Griffin’s campaign was about fully embracing the right space at the right time. That same year, Stanford launched a microsite for Luck and also had a seven-minute presentation by coach David Shaw stumping for his quarterback, Oklahoma State had Twitter and Facebook pages for quarterback Brandon Weeden and Blackmon called “Weeden2Blackmon,” and Wisconsin had one for quarterback Russell Wilson (the Badgers would get a finalist that year, though it wasn’t Wilson, but rather running back Montee Ball).

“It wasn’t like we were breaking new ground, even though we get credit for stuff like that. I think we got a little bit fortunate timing-wise that that’s the way the world was turning,” Nielsen said. “We were on the front edge of that and were willing to push it hard. We did the Twitter, we did the Facebook, we did the full-blown website, a lot of the video portion of things.”

They also, more importantly, in helping to elevate the effectiveness of how they pushed Griffin, helped Baylor win.

That resulted in a 10 percent rise in donations to the Bear Foundation, the school’s licensing royalties rose more than 50 percent, and it saw increases in ticket sales, sponsorship deals, and its regional television contract. Per media measurement group General Sentiment, Baylor earned what amounted to $14 million in media coverage surrounding the campaign.

Baylor may not have reinvented Heisman hype, but it leveraged digital assets and the physical to set the stage for a new kind of campaign.

“[Griffin] winning that award on that evening in New York was the biggest athletic moment in Baylor sports history,” Nielsen said. “I don’t know that many would argue that it didn’t put Baylor on the map.”

These days, the brunt of campaigns are waged in digital fashion. Stanford launched WildCaff.com in 2015 for Christian McCaffrey, which included an ingenious 360-degree video experience of the running back on the field, and Oklahoma had a dancing, eight-bit version of quarterback Baker Mayfield in GIF form and used it with the hashtag #ShakeNBake. The old-school approach still has its place though, with Kansas State focusing on finalist-to-be Collin Klein’s toughness with a mailer that had an oversized Band-Aid; Northern Illinois promoted Jordan Lynch—who made it to New York in ’13—with a lunch box; Nebraska created Ameer Abdullah AA batteries (or more specifically, AA8s, to highlight the running back’s number) in ’14, with a package that included a warning label that said the Cornhusker “can cause shock to opposing defenses” and “prolonged exposure could cause an explosion on the national scene”; and in ’15, Colorado State sent out 500 packages of microwave popcorn to hype up wide receiver Rashard “Hollywood” Higgins.

“I think that is still super effective,” Nielsen said. “If everyone is going digital now, that might do a little bit more to make you stand out because of their rarity.”

If Joey Harrington represents the extremes of Heisman campaigning, Griffin is the antithesis, fueled by a largely viral push with a price tag of less than a tenth of Oregon’s in 2001.

Their paths would cross in 2014, when Griffin—on an off-day from the Washington Redskins—was back in Waco for the opening of McLane Stadium and the unveiling of his statue. Harrington, meanwhile, was part of FOX Sports 1’s broadcast team for the game.

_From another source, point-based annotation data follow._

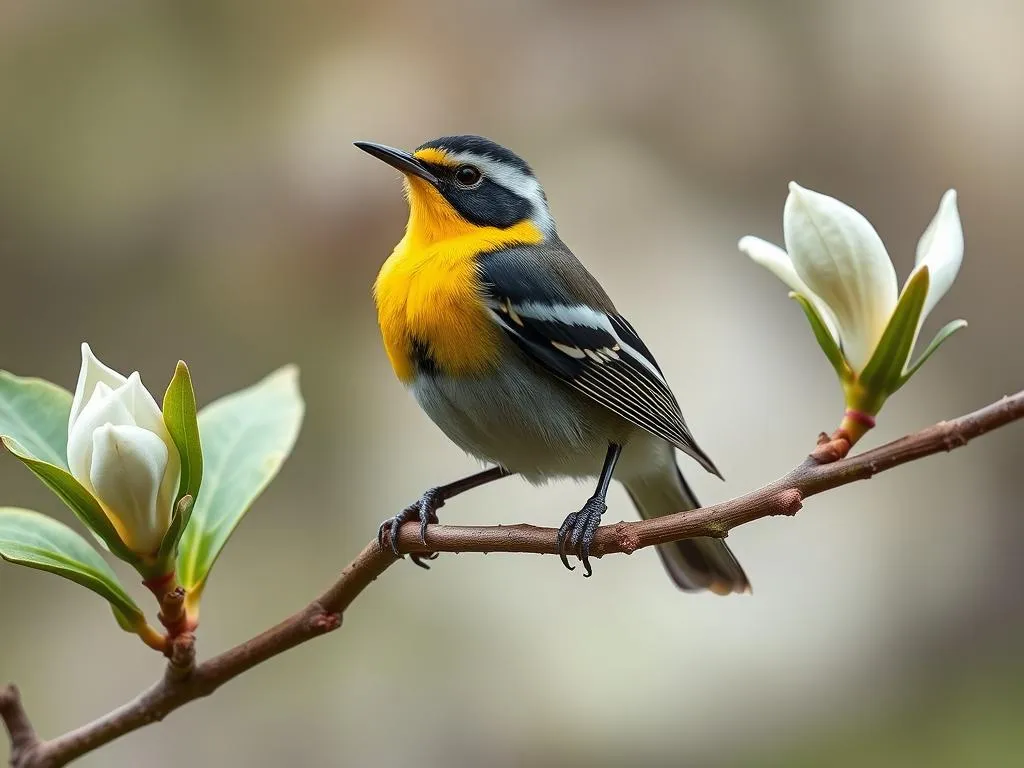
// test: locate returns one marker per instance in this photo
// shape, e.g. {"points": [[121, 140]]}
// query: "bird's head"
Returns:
{"points": [[458, 184]]}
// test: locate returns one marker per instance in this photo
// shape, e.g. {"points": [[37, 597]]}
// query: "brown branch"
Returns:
{"points": [[783, 497]]}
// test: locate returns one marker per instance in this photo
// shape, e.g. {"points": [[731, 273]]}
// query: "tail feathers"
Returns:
{"points": [[694, 564]]}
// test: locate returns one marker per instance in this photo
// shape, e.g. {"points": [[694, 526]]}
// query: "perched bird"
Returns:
{"points": [[518, 354]]}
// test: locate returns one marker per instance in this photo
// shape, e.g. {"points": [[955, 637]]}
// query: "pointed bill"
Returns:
{"points": [[837, 252]]}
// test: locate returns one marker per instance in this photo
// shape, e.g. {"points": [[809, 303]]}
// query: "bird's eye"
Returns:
{"points": [[467, 175]]}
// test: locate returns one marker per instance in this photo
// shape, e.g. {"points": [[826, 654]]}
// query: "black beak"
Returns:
{"points": [[398, 159]]}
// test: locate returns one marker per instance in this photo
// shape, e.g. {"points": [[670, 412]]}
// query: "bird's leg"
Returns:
{"points": [[425, 509], [580, 527]]}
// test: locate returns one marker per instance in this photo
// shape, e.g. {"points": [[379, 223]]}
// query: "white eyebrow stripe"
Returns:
{"points": [[511, 178]]}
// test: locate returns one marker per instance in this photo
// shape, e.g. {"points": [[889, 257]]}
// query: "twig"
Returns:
{"points": [[783, 497]]}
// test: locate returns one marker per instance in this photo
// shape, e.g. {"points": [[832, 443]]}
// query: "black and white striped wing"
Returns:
{"points": [[600, 355]]}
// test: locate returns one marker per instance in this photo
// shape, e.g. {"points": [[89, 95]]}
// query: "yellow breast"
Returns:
{"points": [[429, 300]]}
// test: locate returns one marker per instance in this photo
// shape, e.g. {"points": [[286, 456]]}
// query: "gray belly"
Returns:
{"points": [[532, 425]]}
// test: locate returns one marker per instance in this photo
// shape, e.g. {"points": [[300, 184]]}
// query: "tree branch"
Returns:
{"points": [[783, 497]]}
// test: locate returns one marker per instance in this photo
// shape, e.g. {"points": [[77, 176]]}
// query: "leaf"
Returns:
{"points": [[246, 437], [81, 502], [944, 333], [179, 416], [824, 338], [39, 542], [35, 413], [884, 371], [169, 544]]}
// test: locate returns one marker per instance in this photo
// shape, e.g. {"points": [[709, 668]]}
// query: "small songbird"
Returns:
{"points": [[518, 354]]}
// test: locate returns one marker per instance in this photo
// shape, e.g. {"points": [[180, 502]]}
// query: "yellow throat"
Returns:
{"points": [[428, 293]]}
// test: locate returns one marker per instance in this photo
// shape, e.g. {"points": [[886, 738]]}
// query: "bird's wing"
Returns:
{"points": [[558, 314]]}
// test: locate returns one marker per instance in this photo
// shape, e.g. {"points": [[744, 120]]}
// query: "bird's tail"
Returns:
{"points": [[694, 564]]}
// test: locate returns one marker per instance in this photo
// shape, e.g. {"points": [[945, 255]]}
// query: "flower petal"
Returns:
{"points": [[777, 261], [102, 408], [147, 415], [941, 248], [91, 373], [128, 467], [837, 252]]}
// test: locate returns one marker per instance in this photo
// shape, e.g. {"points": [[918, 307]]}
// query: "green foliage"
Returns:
{"points": [[884, 372], [39, 542], [179, 416], [824, 338], [246, 437], [944, 333], [34, 427], [35, 413]]}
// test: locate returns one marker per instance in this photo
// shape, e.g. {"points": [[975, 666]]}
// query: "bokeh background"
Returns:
{"points": [[177, 179]]}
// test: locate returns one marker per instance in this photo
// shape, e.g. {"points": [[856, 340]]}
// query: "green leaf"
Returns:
{"points": [[179, 521], [944, 333], [35, 413], [824, 337], [39, 542], [246, 437], [179, 416], [72, 493], [883, 373]]}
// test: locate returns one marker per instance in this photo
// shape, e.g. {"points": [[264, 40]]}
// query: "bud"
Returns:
{"points": [[837, 267], [119, 449]]}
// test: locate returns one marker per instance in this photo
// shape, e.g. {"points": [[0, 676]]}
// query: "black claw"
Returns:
{"points": [[560, 539], [419, 558], [579, 530], [425, 510], [396, 522]]}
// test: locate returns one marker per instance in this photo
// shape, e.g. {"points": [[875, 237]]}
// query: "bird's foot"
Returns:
{"points": [[578, 532], [424, 510]]}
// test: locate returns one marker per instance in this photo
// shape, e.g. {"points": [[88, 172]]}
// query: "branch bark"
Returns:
{"points": [[783, 497]]}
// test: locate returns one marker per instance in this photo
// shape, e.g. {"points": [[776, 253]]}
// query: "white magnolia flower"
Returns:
{"points": [[120, 450], [838, 268]]}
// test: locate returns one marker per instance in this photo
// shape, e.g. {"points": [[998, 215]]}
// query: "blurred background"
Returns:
{"points": [[178, 180]]}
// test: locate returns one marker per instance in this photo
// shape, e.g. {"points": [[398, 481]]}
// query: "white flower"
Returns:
{"points": [[836, 264], [120, 450]]}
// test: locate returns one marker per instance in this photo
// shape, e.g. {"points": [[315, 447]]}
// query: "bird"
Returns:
{"points": [[517, 353]]}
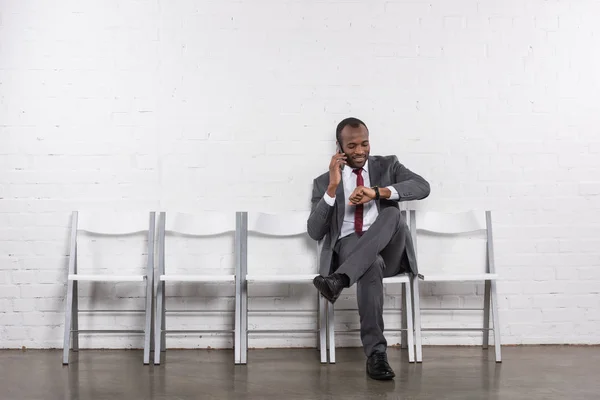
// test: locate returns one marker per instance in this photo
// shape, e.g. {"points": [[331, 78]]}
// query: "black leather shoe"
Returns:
{"points": [[330, 286], [378, 367]]}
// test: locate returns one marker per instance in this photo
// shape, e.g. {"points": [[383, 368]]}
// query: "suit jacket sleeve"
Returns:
{"points": [[320, 216], [409, 185]]}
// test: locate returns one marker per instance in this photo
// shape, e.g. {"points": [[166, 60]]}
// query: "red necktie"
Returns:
{"points": [[358, 211]]}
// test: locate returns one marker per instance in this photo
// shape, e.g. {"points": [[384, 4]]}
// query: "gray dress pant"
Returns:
{"points": [[366, 260]]}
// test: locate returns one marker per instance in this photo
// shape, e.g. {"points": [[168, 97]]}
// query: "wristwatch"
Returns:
{"points": [[376, 189]]}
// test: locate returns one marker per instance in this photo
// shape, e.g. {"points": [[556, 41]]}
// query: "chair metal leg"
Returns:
{"points": [[75, 317], [417, 319], [163, 326], [404, 333], [331, 331], [158, 331], [237, 346], [409, 323], [496, 322], [322, 328], [486, 315], [148, 324], [68, 316], [244, 327]]}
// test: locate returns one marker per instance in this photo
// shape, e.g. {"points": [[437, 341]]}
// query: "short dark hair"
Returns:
{"points": [[353, 122]]}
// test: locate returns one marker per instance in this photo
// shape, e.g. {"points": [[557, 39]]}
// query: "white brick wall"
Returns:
{"points": [[228, 105]]}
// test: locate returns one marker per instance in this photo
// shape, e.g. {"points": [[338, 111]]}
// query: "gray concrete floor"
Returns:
{"points": [[544, 372]]}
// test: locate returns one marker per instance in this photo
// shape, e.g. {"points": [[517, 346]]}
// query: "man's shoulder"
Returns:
{"points": [[384, 160]]}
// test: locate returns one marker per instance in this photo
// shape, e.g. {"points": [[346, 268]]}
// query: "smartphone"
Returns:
{"points": [[339, 149]]}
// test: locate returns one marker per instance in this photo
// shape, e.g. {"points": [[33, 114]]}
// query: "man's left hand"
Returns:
{"points": [[362, 195]]}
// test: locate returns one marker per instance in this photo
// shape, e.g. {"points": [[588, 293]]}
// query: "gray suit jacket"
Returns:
{"points": [[325, 222]]}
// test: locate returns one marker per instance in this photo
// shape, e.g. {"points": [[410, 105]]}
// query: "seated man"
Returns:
{"points": [[355, 210]]}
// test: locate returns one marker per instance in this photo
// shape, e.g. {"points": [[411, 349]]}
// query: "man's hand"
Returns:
{"points": [[361, 195], [335, 172]]}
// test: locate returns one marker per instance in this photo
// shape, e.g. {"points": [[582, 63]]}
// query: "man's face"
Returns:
{"points": [[355, 143]]}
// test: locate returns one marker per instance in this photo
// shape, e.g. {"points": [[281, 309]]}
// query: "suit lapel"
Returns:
{"points": [[375, 172], [340, 202]]}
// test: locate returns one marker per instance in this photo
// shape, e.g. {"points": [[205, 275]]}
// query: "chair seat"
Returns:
{"points": [[460, 277], [198, 278], [283, 278], [404, 278], [107, 278]]}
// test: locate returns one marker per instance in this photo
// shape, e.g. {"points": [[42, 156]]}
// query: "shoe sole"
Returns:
{"points": [[382, 377]]}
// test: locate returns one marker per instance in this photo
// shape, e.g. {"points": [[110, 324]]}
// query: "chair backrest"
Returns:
{"points": [[284, 224], [110, 225], [114, 223], [188, 253], [204, 224], [452, 243], [281, 226]]}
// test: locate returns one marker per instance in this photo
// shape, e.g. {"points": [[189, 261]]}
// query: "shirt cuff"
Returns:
{"points": [[329, 200], [394, 195]]}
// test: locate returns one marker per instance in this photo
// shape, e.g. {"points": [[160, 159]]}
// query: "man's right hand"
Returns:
{"points": [[335, 172]]}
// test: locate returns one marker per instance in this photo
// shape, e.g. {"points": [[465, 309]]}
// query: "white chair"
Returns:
{"points": [[115, 224], [433, 227], [277, 226], [407, 336], [191, 225]]}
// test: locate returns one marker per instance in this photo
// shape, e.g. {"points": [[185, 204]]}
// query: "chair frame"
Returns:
{"points": [[490, 295], [71, 327], [160, 330], [243, 299], [407, 328]]}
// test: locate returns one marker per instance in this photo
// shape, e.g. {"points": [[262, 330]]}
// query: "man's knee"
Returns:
{"points": [[375, 271]]}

Griffin was walking through the press box when Nielsen stopped him and took him over to meet Harrington and the rest of the TV team as they were eating and compiling pregame notes.

The two quarterbacks struck up a conversation when Harrington told him, “You went all the way and got the award I was trying for.”

“Yeah,” a nearby Nielsen chimed in, laughing. “I think he had a better SID than you did.”